Many of you probably heard about the preliminary 2010 census estimates showing that the trend towards a nonwhite majority population has accelerated. Fortunately for us political junkies, the intrepid Ron Brownstein has already written up an informed glimpse for National Journal of what that might mean for the fate of the two major parties, beginning in 2012.
The relatively high percentage of minority Americans who are not old enough to vote (nearly half of under-18 Americans are from minority groups), and the significant number of Latinos who are not citizens, both mean non-Hispanic white voters will continue to punch above their demographic weight for some time to come. But even so, change is coming rapidly to that picture. Here’s Brownstein’s most important interpretation of the data:
If the minority share of the vote increases in 2012 by the same rate it has grown in presidential elections since 1992, it will rise to about 28 percent nationally. By itself, that could substantially alter the political playing field from 2010, when the minority vote share sagged to just 22 percent. It means that if Obama can maintain, or even come close to, the four-fifths share of minority votes that he won in 2008, he could win a majority of the national popular vote with even less than the 43 percent of whites he attracted last time.
Just as importantly, rapidly rising minority populations are especially notable in key battleground states. Check out these projections:
Obama, for instance, won Florida last time with 42 percent of the white vote; under this scenario, if he maintains his minority support he could win the Sunshine State with just under 40 percent of the white vote. With equal minority support in Nevada, the president could win with only 35 percent of the white vote, down from the 45 percent he garnered in 2008. Likewise, under these conditions, Obama could take Virginia with just 33.5 percent of whites, well down from the 39 percent he captured last time. In New Jersey, his winning number among whites would fall to just over 41 percent (compared with the 52 percent he won in 2008). In Pennsylvania, under these circumstances, 41 percent of white votes would be enough to put the state in Obama’s column, down from the 48 percent he won in 2008.
Brownstein also discusses the possibility that rising minority voting could put states like Texas and Georgia into play, which could have significant tactical implications in a close race even if winning these states is a reach for Obama.

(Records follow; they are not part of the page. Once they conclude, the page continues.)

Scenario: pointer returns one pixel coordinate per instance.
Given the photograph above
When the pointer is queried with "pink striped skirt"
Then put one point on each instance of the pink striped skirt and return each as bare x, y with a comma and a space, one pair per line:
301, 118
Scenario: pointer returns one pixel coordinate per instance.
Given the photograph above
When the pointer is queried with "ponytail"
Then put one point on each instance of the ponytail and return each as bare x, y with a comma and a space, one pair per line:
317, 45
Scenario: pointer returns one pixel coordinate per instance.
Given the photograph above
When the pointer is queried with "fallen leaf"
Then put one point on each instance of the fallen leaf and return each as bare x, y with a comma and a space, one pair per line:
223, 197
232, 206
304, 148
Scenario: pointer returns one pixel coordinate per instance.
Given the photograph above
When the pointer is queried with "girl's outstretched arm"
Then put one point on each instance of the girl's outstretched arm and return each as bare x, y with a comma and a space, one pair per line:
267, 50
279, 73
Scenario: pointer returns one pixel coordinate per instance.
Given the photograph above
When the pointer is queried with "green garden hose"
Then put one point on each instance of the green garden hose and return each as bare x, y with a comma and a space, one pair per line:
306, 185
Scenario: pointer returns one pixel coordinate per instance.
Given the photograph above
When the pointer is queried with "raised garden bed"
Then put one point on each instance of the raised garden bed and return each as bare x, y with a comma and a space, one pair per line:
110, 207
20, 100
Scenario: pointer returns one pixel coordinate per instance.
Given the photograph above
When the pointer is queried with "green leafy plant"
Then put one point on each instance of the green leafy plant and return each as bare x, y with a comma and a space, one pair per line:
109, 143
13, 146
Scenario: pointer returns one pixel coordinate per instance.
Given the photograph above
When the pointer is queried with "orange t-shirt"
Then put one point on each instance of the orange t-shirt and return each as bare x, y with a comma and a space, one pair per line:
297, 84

Some analysts, of course, doubt that Obama will be able to replicate his astonishing 2008 performance among minority voters (or the historic turnout of African-Americans) in a less-historic election, and with the burdens of a struggling economy now on his back. Brownstein also runs state-by-state numbers under a scenario where Obama loses about a tenth of his 2008 minority support (roughly the percentage Democrats won in 2010, but with a higher turnout, as is typical in presidential years). Under that scenario, Obama would have to do as well or slightly better among white voters to win most battleground states. But anyway you slice it, the 2012 electorate will be significantly more positive for Democrats than the 2010 electorate, and even somewhat better than the 2008 electorate.
The variable that seems least likely to change between now and November of 2012 is stronger Republican appeal to minorities, given the hard-right trajectory of the GOP on virtually every policy issue, and the now-almost-anonymous hostility of GOP office-holders to comprehensive immigration reform (remember that both the outgoing Bush administration and 2008 GOP nominee John McCain had been conspicuous supporters, at least in the past, of comprehensive reform, which may have prevented an even more catastrophic performance among Latinos). Brownstein concludes by noting that the one thing GOPers could do to help themselves among Latinos is to put one of their number on the national ticket. I’d go further and say Marco Rubio is already a lead-pipe cinch for the vice-presidential nomination if he wants it.
All in all, elections are events in which demographic trends are relative to each other, and one vote equals another. But if a recovering economy and GOP radicalism make it possible for the Democratic ticket to get without shouting distance of its 2008 performance among white voters, demographic change is likely to be strong enough to put Obama back in office for a second term while giving Democrats a good chance at gains in the House and maintenance of control in the Senate. Meanwhile, the less immediate future looks very bright for the Donkey Party unless the Republican Party changes its atavistic ways.